Monday, November 13, 2006

E-publishing vs. Mainstream

With all the new erotic imprints popping up everywhere, now seems like a great time for those of us who write erotic romance to take the plunge into mainstream, if we so desire it. What are your thoughts on submitting to a mainstream publisher, is it worth the added headache, or too much of a pain in the backside?

5 comments:

emily veinglory said...

I think it's a 'horses for courses' thing. I like to write m/m erotic romance novellas -- epublisher love it and sell it in pretty good numbers. When I wrote something novel length and in a publisher category, perhaps I'll look at larger romance presses. It isn't a main priority for me right now. Most of my novel length stuff is firmly in the fantasy genre instead...

Vincent Diamond said...

The great majority of my sales have been to print publishers. I'm kinda the oddball in the online m/m community because so many folks do focus on e-publishers.

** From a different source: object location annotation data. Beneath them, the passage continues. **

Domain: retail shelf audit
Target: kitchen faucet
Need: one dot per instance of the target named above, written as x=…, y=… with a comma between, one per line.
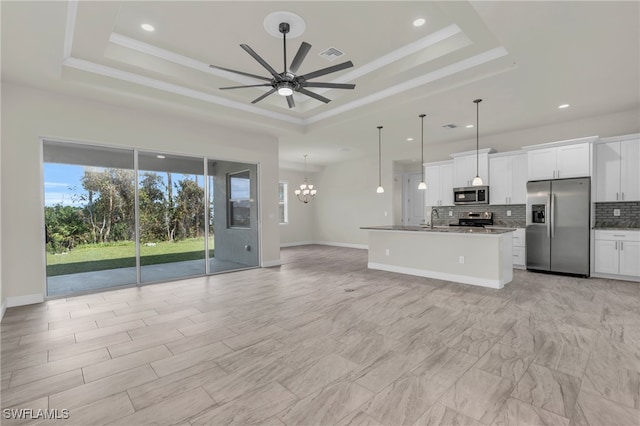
x=434, y=210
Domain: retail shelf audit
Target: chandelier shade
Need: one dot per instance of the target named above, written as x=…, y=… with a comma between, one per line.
x=307, y=192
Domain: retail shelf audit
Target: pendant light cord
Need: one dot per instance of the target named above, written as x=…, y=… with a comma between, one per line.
x=477, y=102
x=379, y=157
x=422, y=145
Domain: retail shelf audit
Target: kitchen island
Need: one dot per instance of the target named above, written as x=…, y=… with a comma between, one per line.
x=469, y=255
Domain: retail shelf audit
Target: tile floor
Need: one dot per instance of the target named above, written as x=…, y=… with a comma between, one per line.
x=288, y=345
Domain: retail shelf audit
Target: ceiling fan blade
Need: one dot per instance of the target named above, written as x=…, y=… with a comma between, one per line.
x=297, y=60
x=242, y=87
x=258, y=99
x=261, y=61
x=329, y=85
x=314, y=95
x=327, y=70
x=240, y=72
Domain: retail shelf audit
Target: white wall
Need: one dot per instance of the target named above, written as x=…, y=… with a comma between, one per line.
x=302, y=217
x=29, y=114
x=350, y=201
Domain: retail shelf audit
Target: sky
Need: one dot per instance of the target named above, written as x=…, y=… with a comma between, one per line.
x=62, y=184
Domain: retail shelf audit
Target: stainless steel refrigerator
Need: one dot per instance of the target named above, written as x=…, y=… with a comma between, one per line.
x=558, y=225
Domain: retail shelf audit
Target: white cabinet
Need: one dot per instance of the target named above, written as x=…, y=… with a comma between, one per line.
x=562, y=160
x=617, y=253
x=464, y=167
x=508, y=176
x=439, y=178
x=519, y=248
x=617, y=170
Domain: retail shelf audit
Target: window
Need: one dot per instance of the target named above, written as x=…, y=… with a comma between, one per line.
x=283, y=202
x=239, y=200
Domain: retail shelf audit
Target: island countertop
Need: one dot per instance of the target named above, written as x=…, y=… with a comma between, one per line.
x=442, y=229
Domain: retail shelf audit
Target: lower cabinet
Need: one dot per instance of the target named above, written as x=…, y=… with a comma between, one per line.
x=519, y=254
x=617, y=253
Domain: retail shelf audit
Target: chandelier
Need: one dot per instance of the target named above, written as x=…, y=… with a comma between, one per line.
x=306, y=192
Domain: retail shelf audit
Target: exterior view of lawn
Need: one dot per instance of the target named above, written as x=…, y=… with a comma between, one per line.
x=98, y=257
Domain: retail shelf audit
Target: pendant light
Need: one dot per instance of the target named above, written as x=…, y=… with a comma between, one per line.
x=380, y=189
x=306, y=192
x=422, y=184
x=477, y=181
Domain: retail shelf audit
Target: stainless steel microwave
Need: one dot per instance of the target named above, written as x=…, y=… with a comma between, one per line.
x=471, y=195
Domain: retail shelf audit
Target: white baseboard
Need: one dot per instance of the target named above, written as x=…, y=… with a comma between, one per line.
x=482, y=282
x=299, y=243
x=347, y=245
x=28, y=299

As far as worth it. Well, it has been for me because I don't write novel-length material and the flat fee for short stories is usually at least $100. Few e-publishers pay that kind of money upfront for a short story.

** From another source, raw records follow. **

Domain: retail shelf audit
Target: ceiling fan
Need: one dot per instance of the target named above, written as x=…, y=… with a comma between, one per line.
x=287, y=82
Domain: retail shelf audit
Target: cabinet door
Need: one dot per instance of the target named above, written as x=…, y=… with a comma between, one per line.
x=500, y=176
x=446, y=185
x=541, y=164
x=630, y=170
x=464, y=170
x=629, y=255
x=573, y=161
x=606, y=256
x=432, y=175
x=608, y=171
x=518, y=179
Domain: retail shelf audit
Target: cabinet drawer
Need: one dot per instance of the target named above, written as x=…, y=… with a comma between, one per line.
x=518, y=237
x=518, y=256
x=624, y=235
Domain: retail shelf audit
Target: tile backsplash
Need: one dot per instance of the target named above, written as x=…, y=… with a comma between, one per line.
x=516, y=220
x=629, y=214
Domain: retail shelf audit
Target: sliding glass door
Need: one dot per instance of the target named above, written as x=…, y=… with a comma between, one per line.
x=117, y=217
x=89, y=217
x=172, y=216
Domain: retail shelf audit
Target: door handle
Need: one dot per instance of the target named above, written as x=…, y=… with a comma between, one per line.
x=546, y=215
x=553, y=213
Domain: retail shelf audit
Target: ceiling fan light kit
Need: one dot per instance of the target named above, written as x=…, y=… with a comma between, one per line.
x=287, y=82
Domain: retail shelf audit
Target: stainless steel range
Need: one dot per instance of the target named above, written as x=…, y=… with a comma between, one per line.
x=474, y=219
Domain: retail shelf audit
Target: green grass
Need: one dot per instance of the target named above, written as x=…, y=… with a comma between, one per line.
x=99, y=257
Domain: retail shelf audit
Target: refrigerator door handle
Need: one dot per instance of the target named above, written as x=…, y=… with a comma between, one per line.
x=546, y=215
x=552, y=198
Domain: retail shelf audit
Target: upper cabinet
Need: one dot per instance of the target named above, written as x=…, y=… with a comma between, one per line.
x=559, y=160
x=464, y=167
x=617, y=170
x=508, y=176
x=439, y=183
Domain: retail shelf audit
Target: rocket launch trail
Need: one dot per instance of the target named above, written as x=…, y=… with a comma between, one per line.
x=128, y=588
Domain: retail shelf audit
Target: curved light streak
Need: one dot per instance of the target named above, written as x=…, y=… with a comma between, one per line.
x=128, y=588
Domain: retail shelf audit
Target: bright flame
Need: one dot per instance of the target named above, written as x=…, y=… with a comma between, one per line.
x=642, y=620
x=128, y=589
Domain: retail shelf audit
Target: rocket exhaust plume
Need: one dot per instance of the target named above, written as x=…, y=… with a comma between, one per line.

Print publishers are slower, too. It takes them longer to do the paperwork, get the edits back, go to print, blah blah blah. But there's something very satisfying about picking up an antho in a bookstore and seeing your story there.

It's been good to see MJ Pearson and JM Snyder making the transition with print publishing. It's just a matter of time before there's a breakout m/m novel the way that Brokeback did in the theatres.

Anonymous said...

I just wonder exactly how long a print publisher takes from acceptance to release. Seems like epubs are getting slower all the time and there may not be that much of a differnce anymore.

One of my books, for example, won't release for 14 months. And that's with an epub.

Kis Lee said...

I mostly write short stories, and I like the immediacy of e-publishing. Quicker response and (usually) quicker payment.

I have a handful of stories in print (or soon-in-print) and it really is cool to see your name in a print book. I'll probably continue what I'm doing: submitting to both e-publishers and print publishers.

Jules Jones said...

I've got the problem of writing m/m cross-genre -- the romance print publishers don't want m/m, and the GLBT print publishers don't want romance and/or speculative fiction. Being a natural novella writer doesn't exactly help, although I've sold a couple of shorts to print markets. When I manage to bring something in under the maximum length for a print anthologies it goes to thhose slushpiles first, but I just don't write that many pieces that are short enough or long enough for the print markets.